A moorland fire that has been raging for almost three weeks is now under full control, say firefighters.
The number of fire engines at the Winter Hill fire, which spans around 18 sq km of moorland, is currently six during peak hours: five from Lancashire Fire and Rescue Service and one from Greater Manchester Fire and Rescue Service.
Chris Kenny, Chief Fire Officer at Lancashire Fire and Rescue Service, said: “We’re in a strong position today in what’s been a very difficult and complex incident. Thanks to extremely hard work from our crews and partners, we have successfully protected the vital infrastructure and properties in the area. We’re now able to further reduce the amount of resources involved while still providing round-the-clock protection.
“However there is significant work ahead to bring the incident to an end. Our drone allows us to identify hot spots in the peat underground using thermal imaging and there are still areas burning beneath the surface.
“Although we’ve had some rain which helps to douse the land, firefighters will remain at the site until we can be more certain there is no further risk of fire. This involves monitoring the moorland for pockets of fire, damping hot areas down and maintaining control lines to prevent any fire from spreading.
“We ask the public to continue avoiding the moorland area so we can keep up the progress we’ve made. Road closures remain in place to allow us to operate vital equipment and keep emergency access points clear. I’d like to thank residents and businesses nearby for their cooperation and patience.”
Chief Fire Officer Kenny added: “Unfortunately we are also attending wildfires in other areas of the county. My plea to residents and visitors is to take real care and be extra vigilant when outdoors. Disposable BBQs, discarded cigarettes and even rubbish left on the ground can all start a fire.”

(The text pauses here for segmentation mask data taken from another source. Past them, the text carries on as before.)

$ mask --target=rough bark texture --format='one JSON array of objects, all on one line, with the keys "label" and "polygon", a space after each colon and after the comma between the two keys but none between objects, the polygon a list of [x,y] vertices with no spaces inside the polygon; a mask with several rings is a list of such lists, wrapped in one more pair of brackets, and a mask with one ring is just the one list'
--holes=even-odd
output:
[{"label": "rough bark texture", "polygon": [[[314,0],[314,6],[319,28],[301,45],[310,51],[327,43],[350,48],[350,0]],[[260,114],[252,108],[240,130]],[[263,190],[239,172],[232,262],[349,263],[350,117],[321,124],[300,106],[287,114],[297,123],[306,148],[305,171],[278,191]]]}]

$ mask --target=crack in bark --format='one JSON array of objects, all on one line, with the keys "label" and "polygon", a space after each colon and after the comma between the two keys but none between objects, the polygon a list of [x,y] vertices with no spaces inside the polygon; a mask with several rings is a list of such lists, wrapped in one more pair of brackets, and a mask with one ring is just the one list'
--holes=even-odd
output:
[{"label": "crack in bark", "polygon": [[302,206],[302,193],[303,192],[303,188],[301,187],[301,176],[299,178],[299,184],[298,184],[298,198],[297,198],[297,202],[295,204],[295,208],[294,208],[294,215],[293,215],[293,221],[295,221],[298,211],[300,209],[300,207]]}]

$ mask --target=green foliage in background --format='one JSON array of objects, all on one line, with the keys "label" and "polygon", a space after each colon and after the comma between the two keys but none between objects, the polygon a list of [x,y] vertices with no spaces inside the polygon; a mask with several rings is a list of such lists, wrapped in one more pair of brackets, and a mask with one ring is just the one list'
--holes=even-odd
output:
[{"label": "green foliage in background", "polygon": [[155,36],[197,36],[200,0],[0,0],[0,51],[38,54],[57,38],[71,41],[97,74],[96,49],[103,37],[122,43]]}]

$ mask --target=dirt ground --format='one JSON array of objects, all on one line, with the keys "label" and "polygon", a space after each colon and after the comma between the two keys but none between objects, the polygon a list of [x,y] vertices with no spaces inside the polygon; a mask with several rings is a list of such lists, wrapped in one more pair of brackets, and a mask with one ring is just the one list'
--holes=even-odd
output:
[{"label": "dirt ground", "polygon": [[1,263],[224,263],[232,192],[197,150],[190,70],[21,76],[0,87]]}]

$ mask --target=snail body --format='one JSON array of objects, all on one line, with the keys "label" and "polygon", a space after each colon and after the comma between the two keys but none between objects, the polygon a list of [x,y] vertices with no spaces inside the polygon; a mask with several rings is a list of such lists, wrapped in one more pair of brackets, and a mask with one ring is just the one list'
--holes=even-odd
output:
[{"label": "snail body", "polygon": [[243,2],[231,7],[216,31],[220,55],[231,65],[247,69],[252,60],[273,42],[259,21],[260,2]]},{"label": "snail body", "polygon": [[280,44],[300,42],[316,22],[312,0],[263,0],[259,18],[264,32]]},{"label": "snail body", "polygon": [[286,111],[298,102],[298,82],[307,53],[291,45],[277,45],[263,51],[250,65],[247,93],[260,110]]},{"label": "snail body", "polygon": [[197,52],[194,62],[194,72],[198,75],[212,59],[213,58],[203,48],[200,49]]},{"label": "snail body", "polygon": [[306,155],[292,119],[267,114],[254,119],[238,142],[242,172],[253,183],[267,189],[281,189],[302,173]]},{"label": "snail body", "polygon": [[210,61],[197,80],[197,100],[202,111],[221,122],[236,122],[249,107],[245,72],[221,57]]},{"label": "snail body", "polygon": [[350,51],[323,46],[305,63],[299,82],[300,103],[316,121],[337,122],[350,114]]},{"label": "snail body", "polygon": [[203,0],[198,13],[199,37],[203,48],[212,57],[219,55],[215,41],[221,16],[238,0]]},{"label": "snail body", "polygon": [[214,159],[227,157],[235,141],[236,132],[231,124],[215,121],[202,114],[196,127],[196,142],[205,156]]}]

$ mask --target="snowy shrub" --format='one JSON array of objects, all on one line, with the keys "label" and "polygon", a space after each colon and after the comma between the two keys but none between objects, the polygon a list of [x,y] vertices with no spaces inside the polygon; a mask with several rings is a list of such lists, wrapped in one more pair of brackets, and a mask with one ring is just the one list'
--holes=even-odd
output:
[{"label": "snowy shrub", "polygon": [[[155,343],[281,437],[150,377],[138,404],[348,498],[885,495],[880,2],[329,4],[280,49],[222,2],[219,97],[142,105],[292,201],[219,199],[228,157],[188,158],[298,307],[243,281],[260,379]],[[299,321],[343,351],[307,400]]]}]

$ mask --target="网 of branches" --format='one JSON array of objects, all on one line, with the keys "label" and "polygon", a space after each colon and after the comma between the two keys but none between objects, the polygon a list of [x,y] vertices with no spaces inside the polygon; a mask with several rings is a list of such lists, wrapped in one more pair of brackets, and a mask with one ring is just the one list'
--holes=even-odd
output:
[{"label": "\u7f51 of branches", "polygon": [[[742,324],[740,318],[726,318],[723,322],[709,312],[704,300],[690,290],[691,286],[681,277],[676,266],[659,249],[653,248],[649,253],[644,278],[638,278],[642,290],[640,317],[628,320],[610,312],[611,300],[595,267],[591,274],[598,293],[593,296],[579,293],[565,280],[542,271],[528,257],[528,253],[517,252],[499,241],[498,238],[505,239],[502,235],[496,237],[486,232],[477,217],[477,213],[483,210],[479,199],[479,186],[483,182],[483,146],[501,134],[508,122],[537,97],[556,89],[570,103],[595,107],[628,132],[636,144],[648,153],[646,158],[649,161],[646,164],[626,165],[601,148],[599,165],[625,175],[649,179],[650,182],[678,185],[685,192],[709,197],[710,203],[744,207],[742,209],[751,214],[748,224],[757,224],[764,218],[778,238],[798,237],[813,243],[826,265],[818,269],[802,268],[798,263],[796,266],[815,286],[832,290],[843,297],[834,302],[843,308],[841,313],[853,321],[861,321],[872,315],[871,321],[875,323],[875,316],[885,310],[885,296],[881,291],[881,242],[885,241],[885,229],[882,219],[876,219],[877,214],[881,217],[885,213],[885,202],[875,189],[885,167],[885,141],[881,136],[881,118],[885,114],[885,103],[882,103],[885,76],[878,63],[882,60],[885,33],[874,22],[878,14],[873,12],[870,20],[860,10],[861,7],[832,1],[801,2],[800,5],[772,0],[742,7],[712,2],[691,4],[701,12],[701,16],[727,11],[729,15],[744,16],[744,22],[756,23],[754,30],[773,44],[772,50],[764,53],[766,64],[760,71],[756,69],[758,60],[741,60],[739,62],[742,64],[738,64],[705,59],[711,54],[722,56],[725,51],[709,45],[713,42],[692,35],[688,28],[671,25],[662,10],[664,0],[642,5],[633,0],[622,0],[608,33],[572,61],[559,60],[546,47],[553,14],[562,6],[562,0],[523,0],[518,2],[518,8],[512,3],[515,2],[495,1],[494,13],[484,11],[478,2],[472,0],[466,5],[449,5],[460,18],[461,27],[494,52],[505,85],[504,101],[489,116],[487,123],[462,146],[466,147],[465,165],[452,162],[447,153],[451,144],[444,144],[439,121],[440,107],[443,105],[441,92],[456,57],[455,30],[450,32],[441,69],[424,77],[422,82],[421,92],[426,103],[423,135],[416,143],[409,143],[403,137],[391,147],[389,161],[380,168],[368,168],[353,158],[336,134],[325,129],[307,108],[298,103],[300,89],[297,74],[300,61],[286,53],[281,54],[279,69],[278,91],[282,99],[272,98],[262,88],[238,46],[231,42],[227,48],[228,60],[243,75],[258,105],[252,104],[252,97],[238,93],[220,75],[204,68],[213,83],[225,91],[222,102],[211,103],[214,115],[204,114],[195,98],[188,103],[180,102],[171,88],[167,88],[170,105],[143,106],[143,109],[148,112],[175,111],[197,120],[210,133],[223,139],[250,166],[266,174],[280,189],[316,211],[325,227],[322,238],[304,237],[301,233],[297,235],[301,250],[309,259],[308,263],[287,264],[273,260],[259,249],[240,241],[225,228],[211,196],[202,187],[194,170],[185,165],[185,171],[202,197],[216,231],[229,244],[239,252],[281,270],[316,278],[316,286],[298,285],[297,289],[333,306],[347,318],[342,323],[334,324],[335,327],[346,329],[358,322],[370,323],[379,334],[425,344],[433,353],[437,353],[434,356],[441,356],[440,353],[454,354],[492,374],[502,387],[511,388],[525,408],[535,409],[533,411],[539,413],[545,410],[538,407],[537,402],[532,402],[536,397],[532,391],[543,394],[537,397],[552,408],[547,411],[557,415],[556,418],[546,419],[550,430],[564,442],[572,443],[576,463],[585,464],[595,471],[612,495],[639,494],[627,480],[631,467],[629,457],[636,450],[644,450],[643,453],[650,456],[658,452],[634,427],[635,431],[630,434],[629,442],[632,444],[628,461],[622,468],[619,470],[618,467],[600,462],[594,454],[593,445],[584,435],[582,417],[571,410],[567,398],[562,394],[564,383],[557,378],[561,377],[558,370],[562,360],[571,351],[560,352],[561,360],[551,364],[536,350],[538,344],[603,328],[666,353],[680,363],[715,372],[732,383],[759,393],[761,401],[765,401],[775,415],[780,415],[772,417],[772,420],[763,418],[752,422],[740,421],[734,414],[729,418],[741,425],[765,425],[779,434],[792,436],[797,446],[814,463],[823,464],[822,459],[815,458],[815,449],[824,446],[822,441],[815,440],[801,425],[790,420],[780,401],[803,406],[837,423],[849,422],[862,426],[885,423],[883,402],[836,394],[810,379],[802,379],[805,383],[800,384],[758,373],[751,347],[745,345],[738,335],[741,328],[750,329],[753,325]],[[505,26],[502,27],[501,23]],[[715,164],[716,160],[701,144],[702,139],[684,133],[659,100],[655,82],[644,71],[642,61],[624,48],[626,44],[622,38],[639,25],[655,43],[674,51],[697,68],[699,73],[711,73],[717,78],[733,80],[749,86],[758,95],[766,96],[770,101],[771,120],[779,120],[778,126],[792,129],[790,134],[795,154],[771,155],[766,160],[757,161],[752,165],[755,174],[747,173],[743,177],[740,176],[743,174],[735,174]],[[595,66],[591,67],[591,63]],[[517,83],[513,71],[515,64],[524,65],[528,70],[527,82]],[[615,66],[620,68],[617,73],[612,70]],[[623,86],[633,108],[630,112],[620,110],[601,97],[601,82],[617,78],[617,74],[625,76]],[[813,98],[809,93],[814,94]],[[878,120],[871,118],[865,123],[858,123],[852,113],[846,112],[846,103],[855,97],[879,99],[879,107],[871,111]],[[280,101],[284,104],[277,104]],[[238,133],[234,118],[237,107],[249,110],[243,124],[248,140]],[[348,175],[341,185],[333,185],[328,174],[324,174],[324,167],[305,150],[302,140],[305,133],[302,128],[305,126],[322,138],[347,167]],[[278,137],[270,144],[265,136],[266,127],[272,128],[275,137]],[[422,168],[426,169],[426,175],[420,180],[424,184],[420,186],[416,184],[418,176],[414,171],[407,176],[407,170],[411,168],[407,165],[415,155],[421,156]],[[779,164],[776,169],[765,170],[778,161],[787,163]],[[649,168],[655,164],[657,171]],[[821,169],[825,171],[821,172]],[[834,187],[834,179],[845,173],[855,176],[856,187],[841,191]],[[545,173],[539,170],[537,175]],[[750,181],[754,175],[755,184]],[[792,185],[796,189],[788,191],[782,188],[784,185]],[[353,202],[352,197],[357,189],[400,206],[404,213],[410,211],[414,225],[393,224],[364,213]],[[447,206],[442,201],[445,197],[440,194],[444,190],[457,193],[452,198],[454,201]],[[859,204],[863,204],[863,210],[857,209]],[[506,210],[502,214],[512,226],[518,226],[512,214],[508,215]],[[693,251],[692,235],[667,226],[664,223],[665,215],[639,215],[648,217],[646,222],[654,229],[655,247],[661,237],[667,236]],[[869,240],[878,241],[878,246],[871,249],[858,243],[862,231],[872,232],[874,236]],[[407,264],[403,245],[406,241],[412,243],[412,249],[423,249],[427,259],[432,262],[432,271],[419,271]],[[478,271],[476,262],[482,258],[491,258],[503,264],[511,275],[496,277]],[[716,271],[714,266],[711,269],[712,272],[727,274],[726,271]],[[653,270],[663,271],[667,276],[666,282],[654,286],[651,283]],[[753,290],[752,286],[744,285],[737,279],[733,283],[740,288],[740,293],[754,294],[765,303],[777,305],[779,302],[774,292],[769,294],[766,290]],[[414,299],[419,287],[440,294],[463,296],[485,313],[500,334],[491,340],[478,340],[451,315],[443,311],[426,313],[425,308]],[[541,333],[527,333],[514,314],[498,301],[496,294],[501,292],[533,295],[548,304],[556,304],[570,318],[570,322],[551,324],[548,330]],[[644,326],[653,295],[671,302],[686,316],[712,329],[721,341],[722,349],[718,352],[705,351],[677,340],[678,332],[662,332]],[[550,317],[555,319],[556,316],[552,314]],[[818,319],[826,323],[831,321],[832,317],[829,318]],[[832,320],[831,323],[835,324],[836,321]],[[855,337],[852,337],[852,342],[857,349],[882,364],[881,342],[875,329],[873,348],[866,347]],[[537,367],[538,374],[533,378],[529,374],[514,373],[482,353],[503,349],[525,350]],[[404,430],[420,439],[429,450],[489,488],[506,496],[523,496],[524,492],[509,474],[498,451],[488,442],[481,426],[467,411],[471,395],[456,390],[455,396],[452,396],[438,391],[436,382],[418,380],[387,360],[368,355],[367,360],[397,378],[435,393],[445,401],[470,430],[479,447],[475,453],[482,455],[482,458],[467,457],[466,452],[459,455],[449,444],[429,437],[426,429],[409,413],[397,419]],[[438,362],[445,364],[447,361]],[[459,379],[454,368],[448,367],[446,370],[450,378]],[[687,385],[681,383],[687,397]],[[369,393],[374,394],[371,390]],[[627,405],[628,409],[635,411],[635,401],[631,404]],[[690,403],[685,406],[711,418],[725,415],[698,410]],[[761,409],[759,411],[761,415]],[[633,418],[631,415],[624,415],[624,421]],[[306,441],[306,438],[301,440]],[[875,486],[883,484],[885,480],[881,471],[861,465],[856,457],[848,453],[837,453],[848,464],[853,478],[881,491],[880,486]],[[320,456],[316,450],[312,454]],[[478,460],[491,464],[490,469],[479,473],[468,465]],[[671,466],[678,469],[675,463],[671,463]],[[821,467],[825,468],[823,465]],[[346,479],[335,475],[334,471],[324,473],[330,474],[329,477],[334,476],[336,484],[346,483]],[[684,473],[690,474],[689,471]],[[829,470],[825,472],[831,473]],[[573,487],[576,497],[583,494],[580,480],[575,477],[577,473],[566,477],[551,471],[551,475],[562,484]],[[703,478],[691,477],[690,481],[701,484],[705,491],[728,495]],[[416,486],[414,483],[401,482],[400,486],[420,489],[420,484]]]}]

Air quality in the area is improving. A spokesperson for Public Health England said: “Now the smoke is reducing, we hope people can enjoy their usual outdoor activities in areas where there is no visible smoke. But whilst fire fighting continues and weather conditions vary there may still be times of poor air quality, so remember to continue to minimise your exposure to any smoke and keep your medication with you.”
The Winter Hill incident began on Thursday, June 28, as Lancashire Fire and Rescue Service and Greater Manchester Fire and Rescue Service fought two separate fires on either side of Winter Hill. On Saturday 30 June the fire on the Bolton side accelerated due to increased wind speed causing both fires to combine into one. A major incident was declared and it has been treated as one incident led by Lancashire Fire and Rescue Service since. As of today (Monday 16 July) the fire is no longer being treated as a major incident.
At the height of the incident there were over 30 fire engines supported by multiple partners, specialist wildfire fighting teams and fire and rescue services from other areas of the country.